Friday, June 3, 2011

In Praise of Terry Jones

Back in 2006, Terry Jones - of Monty Python fame - and the BBC released a documentary series called Terry Jones' Medieval Lives. Jones, aside from being a culturally significant writer, director and comedian, is also an Oxford educated historian. Jones was interviewed in The Observer and stated his reasons for making the series:

"The main reason I wanted to make Medieval Lives was to get my own back on the Renaissance. It's not that the Renaissance has ever done me any harm personally, you understand. It's just that I'm sick of the way people's eyes light up when they start talking about the Renaissance. I'm sick of the way art critics tend to say: 'Aaaah! The Renaissance!' with that deeply self-satisfied air of someone who is at last getting down to the Real Thing. And I'm sick to death of that ridiculous assumption that that before the Renaissance human beings had no sense of individuality."

As it happens, I agree with the positions that Jones takes throughout the series. Jones tackles common misconceptions and myths that persist about the Medieval age and its peoples even to today. He presents the commonly held belief and then counters it.
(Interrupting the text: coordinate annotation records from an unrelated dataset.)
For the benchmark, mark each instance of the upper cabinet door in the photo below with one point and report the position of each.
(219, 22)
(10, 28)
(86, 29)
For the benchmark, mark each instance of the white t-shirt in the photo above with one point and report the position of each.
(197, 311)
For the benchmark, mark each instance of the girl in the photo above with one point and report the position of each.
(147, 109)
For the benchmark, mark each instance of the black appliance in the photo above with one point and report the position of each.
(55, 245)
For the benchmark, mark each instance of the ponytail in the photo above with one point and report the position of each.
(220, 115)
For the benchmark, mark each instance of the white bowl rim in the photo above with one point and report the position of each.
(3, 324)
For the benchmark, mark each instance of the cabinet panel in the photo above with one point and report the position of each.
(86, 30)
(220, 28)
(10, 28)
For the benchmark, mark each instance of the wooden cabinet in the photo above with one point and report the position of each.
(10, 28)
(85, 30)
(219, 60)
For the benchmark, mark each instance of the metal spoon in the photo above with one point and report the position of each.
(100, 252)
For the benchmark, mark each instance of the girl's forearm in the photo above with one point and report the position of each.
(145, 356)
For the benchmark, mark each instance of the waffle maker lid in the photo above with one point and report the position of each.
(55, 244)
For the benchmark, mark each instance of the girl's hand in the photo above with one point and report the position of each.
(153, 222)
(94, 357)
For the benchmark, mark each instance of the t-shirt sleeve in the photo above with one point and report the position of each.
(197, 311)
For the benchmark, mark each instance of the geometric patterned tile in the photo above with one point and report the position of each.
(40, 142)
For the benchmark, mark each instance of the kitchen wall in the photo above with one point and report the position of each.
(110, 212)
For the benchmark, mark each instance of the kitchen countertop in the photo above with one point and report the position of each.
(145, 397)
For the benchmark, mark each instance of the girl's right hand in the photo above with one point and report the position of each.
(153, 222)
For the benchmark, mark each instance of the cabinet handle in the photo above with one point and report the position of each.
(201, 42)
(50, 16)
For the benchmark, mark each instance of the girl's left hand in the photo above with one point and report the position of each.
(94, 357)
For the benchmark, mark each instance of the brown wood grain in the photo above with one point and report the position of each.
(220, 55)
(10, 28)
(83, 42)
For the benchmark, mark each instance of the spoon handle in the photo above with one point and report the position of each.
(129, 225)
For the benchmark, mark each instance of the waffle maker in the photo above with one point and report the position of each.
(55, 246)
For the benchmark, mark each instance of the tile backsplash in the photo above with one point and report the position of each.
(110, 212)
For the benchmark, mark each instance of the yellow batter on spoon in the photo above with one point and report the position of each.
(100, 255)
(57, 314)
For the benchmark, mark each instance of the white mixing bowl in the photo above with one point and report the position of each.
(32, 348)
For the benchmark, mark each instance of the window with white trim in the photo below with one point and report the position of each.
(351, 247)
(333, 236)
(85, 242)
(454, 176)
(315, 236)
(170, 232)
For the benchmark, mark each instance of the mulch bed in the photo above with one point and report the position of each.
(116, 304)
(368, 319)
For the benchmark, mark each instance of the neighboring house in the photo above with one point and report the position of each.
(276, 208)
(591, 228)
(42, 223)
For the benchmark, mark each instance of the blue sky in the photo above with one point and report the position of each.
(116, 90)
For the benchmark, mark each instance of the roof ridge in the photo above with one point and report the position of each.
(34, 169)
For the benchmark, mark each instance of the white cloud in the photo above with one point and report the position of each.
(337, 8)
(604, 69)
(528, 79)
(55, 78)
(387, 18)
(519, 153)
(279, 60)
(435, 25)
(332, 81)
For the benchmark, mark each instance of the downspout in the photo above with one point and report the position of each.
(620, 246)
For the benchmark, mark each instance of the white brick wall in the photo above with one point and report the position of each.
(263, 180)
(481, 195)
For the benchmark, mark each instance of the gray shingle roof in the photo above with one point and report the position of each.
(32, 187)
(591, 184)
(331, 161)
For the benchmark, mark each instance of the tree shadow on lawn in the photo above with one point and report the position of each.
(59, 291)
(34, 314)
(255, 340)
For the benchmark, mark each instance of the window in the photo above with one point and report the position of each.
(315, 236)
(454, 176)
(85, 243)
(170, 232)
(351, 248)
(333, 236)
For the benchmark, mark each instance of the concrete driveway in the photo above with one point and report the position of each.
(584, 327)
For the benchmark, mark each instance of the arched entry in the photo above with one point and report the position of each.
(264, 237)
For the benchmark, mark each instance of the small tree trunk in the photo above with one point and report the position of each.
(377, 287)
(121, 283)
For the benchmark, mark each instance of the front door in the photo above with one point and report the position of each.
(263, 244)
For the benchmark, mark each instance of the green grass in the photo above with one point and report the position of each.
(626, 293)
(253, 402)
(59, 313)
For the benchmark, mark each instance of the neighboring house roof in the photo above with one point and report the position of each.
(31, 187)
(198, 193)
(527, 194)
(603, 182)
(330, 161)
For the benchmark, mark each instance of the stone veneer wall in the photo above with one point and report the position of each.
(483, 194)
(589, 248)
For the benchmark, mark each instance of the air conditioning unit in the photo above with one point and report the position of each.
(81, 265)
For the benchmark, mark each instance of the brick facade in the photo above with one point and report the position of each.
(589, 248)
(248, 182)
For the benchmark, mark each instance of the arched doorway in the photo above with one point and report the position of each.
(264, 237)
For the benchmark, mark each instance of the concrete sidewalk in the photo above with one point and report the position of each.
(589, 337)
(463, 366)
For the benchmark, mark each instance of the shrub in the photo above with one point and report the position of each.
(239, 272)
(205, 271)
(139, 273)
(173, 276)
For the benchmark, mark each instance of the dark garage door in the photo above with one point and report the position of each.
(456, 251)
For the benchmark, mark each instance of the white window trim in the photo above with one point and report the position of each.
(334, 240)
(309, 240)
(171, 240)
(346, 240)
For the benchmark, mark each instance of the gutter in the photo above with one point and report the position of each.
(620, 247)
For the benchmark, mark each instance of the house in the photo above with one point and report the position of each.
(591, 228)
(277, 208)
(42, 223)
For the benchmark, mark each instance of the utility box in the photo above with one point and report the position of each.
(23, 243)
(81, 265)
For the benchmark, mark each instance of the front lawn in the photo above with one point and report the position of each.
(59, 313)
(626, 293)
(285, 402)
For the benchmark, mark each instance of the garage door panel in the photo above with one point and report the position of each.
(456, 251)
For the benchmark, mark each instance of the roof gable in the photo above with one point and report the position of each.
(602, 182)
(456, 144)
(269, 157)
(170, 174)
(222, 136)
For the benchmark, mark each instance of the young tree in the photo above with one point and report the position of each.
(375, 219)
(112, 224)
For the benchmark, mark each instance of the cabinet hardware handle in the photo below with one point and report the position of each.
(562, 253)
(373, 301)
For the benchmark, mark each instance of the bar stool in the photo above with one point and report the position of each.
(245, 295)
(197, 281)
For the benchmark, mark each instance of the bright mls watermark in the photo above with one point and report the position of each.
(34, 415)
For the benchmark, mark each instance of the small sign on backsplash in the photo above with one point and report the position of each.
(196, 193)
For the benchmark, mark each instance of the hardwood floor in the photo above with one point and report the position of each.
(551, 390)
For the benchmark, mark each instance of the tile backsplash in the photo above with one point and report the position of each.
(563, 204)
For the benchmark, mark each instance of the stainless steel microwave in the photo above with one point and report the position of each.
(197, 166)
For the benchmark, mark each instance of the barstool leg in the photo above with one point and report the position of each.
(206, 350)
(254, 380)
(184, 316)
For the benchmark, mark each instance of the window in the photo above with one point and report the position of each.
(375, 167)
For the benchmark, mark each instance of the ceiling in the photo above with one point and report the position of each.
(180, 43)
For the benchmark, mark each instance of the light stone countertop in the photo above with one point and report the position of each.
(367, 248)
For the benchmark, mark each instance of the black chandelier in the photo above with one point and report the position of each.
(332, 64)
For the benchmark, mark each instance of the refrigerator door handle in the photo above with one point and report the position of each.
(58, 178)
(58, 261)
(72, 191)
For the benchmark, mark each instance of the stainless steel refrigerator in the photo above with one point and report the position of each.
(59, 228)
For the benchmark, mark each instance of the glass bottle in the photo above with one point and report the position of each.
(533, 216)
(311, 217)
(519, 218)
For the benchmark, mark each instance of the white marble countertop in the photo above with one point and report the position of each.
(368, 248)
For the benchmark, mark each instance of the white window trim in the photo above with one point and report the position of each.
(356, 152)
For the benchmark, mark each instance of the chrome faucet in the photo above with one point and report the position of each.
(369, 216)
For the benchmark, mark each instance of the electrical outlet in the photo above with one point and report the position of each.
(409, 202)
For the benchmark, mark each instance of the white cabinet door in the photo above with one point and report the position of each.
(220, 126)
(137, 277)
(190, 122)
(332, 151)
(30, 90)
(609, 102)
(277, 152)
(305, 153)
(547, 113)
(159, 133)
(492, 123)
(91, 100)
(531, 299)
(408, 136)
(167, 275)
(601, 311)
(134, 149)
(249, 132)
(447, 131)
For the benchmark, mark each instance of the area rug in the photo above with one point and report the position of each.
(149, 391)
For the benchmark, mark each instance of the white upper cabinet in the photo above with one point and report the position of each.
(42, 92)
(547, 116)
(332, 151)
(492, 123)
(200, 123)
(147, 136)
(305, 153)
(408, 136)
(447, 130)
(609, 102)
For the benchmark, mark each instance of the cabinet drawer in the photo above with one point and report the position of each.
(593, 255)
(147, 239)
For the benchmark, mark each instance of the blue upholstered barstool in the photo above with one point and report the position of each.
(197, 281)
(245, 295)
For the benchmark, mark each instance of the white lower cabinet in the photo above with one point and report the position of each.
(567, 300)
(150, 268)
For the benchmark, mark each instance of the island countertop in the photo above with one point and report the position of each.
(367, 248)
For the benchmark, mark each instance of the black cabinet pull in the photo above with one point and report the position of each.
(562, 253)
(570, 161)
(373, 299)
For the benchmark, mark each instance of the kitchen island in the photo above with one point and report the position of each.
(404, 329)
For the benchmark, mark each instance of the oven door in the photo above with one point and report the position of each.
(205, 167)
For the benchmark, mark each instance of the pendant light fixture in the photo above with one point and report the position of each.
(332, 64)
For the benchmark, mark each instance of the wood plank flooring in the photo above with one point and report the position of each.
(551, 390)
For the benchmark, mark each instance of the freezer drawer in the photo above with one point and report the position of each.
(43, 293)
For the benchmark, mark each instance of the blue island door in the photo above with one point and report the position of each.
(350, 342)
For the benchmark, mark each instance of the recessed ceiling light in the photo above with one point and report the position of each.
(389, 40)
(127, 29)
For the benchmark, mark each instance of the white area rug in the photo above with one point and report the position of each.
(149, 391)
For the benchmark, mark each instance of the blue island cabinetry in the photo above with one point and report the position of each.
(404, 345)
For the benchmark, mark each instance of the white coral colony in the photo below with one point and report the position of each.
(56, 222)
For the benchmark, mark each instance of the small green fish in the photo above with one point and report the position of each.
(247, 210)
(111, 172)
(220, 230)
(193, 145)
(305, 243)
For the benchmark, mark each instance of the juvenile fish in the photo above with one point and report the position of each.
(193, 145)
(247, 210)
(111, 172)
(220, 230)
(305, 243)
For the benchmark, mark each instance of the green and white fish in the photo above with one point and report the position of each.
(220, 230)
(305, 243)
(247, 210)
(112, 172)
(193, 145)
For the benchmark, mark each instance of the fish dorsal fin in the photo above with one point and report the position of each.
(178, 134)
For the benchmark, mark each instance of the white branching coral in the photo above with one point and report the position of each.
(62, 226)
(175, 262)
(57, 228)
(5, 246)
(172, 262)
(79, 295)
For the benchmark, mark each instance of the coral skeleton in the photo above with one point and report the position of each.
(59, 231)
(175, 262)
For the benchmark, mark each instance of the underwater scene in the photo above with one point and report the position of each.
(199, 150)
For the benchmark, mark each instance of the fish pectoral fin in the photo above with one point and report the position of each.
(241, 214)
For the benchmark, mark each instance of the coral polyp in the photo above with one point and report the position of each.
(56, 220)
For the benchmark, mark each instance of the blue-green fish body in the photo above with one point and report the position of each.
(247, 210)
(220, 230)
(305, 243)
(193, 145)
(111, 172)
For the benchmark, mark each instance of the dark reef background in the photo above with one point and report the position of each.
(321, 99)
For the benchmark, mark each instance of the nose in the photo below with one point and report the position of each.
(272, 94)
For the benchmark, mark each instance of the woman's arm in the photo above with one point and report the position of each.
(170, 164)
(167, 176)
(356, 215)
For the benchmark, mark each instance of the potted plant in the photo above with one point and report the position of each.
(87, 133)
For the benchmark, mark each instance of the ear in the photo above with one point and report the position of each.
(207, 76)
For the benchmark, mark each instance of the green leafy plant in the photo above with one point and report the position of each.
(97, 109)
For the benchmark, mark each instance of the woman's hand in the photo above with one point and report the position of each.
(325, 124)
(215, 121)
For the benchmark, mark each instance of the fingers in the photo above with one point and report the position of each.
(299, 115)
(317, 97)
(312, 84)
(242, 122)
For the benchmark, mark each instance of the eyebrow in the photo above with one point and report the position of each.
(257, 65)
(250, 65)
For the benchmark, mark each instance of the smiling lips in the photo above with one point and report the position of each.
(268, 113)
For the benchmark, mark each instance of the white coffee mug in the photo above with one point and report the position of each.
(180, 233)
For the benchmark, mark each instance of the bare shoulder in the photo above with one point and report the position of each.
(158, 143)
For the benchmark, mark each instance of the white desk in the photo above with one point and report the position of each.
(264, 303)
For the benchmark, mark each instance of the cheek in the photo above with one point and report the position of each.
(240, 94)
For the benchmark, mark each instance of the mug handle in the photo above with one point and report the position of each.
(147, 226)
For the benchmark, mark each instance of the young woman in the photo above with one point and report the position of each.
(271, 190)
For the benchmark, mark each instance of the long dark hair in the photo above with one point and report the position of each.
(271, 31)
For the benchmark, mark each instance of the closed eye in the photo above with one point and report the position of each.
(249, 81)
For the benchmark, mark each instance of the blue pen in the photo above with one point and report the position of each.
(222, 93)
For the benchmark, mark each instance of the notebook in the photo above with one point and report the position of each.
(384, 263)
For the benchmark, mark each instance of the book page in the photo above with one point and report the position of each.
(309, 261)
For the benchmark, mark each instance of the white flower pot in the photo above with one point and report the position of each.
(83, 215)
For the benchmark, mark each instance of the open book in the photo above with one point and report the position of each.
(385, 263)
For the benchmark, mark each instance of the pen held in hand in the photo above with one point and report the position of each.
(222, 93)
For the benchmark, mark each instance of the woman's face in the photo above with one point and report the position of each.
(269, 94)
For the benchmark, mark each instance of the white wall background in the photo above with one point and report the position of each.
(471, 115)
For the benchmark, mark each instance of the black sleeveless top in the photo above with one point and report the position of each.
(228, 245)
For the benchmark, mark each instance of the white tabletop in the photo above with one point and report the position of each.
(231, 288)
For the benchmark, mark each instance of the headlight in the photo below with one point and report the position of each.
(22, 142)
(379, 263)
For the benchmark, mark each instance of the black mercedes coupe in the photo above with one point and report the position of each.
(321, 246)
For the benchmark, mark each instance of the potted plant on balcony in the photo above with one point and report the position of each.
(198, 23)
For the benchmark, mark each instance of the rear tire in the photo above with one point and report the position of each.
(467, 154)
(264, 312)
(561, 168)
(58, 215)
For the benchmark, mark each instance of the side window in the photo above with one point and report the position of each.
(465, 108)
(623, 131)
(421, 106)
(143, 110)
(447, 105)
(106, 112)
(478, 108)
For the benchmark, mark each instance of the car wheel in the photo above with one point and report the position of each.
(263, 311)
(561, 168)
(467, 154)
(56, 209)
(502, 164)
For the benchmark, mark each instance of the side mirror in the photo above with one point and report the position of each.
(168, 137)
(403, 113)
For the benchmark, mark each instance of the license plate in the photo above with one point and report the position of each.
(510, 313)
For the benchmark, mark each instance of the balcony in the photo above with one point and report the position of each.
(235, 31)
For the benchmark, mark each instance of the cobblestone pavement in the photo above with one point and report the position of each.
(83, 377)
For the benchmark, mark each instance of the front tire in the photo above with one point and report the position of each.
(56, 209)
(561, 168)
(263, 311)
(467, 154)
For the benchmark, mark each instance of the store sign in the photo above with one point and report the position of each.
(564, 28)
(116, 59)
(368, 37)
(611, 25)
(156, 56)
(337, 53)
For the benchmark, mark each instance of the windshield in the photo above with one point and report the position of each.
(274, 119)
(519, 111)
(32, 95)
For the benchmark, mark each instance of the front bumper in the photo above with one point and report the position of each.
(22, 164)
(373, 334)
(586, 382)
For instance, he looks at the legacy of the three King Richards, and how one has been unjustly "lionised" (pardon the pun) and the other two unjustly vilified.
I once wrote a paper entitled Perceptions of Satan through the Medieval Ages, (sadly lost along with the discs in a burglary) in which I posited that the Medieval peoples were far less superstitious regarding witchcraft (and Satan) then the people who came after them. Medieval teachings stated that all power comes from God, therefore witches had no power - it was just superstition. Jones reiterates that sentiment in the episode that looks at the status of women in the Medieval Age.
I was never able to see the series when it ran on cable television, but I picked up Netflix when I bought my XBOX and the series is on that service. Well worth checking out. I am looking forward to seeing Terry Jones' Barbarians as well, when it is offered.